Nedo was born in 1940. [1]

Wittgenstein

Nedo developed an admiration for Wittgenstein while a physics student at the University of Tübingen. [2] During the 1970s the trustees of the Wittgenstein estate awarded a contract to Nedo to publish a complete edition of the Wittgenstein manuscripts, although they had withdrawn their support by the time of the first edition in 1993. [2] Since before 1997, Nedo has been the director [2] of The Wittgenstein Archive, a privately funded organisation [3] based in the city of Cambridge, England aiming to publish Wittgenstein's work. The series of books created is known as the Wiener Ausgabe, the Vienna Edition, because of the location of the publisher, Springer-Verlag.
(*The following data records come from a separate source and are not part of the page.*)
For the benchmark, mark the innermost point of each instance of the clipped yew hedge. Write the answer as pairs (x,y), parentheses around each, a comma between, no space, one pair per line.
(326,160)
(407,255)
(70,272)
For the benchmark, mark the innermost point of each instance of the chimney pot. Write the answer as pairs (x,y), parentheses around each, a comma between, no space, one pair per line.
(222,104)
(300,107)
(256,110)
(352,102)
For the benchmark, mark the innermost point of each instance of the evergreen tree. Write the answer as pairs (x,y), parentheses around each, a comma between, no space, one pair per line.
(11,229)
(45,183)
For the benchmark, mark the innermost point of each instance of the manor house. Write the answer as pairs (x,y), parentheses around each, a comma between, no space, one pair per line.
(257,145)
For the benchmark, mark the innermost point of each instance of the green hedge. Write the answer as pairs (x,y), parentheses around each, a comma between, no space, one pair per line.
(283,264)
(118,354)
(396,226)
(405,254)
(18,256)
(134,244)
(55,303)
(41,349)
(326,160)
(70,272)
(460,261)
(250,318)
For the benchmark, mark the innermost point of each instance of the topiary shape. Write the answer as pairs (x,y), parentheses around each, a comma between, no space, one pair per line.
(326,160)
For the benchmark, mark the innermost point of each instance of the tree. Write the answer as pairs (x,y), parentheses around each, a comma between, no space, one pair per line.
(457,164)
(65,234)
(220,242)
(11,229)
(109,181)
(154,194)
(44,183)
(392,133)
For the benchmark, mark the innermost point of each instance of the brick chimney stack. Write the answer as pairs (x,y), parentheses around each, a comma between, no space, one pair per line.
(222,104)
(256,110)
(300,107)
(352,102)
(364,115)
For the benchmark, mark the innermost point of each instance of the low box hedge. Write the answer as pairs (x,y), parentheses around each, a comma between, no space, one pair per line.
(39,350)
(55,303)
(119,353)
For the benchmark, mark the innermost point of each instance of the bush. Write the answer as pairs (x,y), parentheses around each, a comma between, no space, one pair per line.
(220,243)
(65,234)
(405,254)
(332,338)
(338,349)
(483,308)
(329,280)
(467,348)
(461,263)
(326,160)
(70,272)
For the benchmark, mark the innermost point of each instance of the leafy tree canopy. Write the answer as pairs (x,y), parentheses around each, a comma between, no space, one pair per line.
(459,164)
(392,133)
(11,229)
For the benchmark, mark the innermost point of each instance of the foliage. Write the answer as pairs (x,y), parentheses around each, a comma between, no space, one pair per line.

Nedo was the subject of some criticism for the slowness of the publication rate and the competence of the work, [2] although early editions of the Wiener Ausgabe attracted praise from the Times Literary Supplement and San Francisco Chronicle for elegance, beauty, and service to scholarship. Nedo's work has also been the subject of controversy in the German-language press. [4] [5]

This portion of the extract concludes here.